Riku awaited Ryoma's irritated confession of "I don't know." But was sorely disappointed when the brat rattled off the answer with a mocking smile.

He gritted his teeth, "What about this question?"

And Ryoma answered it with a knowing smirk. Question by question was thrown at him, getting harder and harder till it reached to topics they have yet to cover, answer by answer was given back with that infuriating smile of his.

Ring! The traumatized and near to passing out of high blood pressure teacher gasped out, "Class… Dismissed." Before he stumbled out of the classroom in defeat and in search of his beloved drug- caffeine.

3) Lunch

"Ryoma-sama! You're so cool!" A screeching banshee screamed in his ear. Eiji flinched violently.

"Wah?"

"Echizen, where did you learn that stuff? But of course, with my two years of tennis experience, I already learnt about long ago!"

"Actually…"

"Oh shut up, Horio! Ryoma-sama is wayyyyy cooler than you!"
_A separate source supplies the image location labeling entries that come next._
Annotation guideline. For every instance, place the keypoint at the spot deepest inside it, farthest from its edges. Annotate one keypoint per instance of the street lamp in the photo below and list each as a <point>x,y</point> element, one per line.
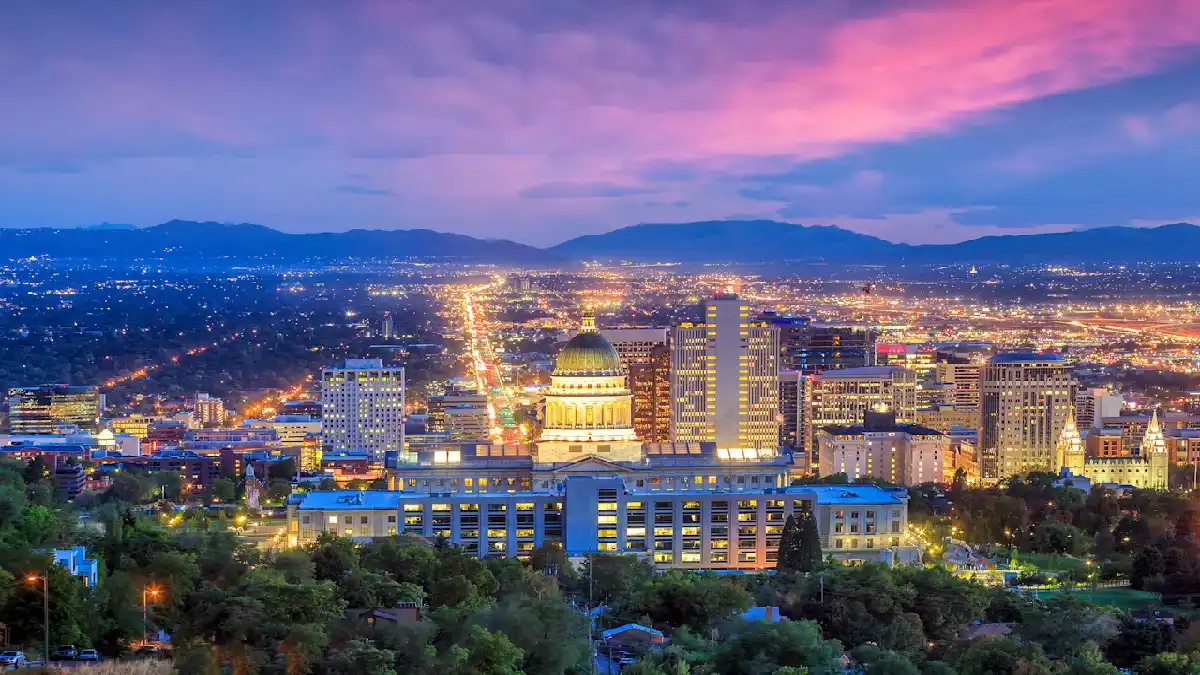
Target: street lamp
<point>46,607</point>
<point>154,593</point>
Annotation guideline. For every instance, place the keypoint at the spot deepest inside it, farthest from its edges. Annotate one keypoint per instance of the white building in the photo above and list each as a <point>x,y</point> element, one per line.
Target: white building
<point>363,407</point>
<point>905,454</point>
<point>725,378</point>
<point>1092,405</point>
<point>1024,402</point>
<point>209,410</point>
<point>292,429</point>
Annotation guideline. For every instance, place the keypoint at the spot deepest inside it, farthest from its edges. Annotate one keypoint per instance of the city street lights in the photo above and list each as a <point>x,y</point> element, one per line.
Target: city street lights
<point>145,590</point>
<point>46,608</point>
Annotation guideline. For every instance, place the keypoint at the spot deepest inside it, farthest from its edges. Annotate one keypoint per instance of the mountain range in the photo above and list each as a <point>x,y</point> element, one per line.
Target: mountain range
<point>741,242</point>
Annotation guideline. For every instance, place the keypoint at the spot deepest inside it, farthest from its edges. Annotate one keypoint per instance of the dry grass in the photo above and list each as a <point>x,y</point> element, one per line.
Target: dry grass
<point>111,668</point>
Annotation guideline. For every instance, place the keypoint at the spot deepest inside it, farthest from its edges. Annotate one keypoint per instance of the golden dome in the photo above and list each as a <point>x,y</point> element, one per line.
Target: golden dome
<point>588,353</point>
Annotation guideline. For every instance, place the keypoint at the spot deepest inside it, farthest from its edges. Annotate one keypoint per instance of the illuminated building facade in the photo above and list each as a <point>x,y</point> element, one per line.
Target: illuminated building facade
<point>292,429</point>
<point>469,422</point>
<point>905,454</point>
<point>725,378</point>
<point>697,530</point>
<point>363,407</point>
<point>646,354</point>
<point>209,411</point>
<point>844,396</point>
<point>587,431</point>
<point>45,410</point>
<point>1092,405</point>
<point>814,348</point>
<point>1149,469</point>
<point>1025,400</point>
<point>921,359</point>
<point>943,418</point>
<point>588,405</point>
<point>133,425</point>
<point>965,380</point>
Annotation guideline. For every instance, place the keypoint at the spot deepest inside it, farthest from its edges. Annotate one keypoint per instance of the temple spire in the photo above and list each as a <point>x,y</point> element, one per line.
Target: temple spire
<point>1153,441</point>
<point>1071,444</point>
<point>589,322</point>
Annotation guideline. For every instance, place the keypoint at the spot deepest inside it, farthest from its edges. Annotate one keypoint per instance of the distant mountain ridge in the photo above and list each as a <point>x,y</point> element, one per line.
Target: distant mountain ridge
<point>735,242</point>
<point>771,240</point>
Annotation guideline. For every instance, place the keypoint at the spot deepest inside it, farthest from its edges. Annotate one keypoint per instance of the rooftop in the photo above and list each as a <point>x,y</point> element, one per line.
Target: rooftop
<point>865,371</point>
<point>1025,357</point>
<point>349,500</point>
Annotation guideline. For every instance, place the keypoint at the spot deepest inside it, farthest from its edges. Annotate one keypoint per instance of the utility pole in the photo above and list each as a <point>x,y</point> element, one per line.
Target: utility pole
<point>46,609</point>
<point>591,617</point>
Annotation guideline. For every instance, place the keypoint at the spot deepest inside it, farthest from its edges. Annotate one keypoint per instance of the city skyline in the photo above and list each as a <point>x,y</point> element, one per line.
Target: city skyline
<point>917,123</point>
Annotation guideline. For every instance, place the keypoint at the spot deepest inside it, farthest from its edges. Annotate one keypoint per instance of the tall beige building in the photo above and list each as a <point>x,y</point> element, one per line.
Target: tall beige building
<point>844,396</point>
<point>725,378</point>
<point>1024,402</point>
<point>965,378</point>
<point>363,407</point>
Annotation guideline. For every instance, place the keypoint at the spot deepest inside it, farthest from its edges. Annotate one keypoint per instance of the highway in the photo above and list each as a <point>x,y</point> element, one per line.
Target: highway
<point>484,364</point>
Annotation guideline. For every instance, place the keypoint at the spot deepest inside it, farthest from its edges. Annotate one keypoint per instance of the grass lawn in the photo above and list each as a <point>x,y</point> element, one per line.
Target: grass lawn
<point>1050,562</point>
<point>1120,598</point>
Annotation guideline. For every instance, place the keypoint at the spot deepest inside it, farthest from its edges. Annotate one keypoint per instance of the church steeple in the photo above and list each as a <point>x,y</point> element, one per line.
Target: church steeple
<point>1069,451</point>
<point>1153,441</point>
<point>589,322</point>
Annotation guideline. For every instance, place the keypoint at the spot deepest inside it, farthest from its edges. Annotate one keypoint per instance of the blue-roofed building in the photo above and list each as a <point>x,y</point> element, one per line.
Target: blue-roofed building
<point>687,529</point>
<point>76,561</point>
"Hey! With my two years of tennis experience-"

"This has nothing to do with tennis, Horio!"

Eiji quietly sneaked away to avoid his ears to be permanently damaged by the two loud mouths.

"Echizen!"

"Ryoma-sama!"

The two human microphones yelled, "Where are you going?!"

Kikumaru slumped; this was going to be a long lunch.


Ok. This is going to be the last chappie I'm going to post for this month. Sorry! Tight schedule this month! Hopefully, I'll be able to continue writing next January.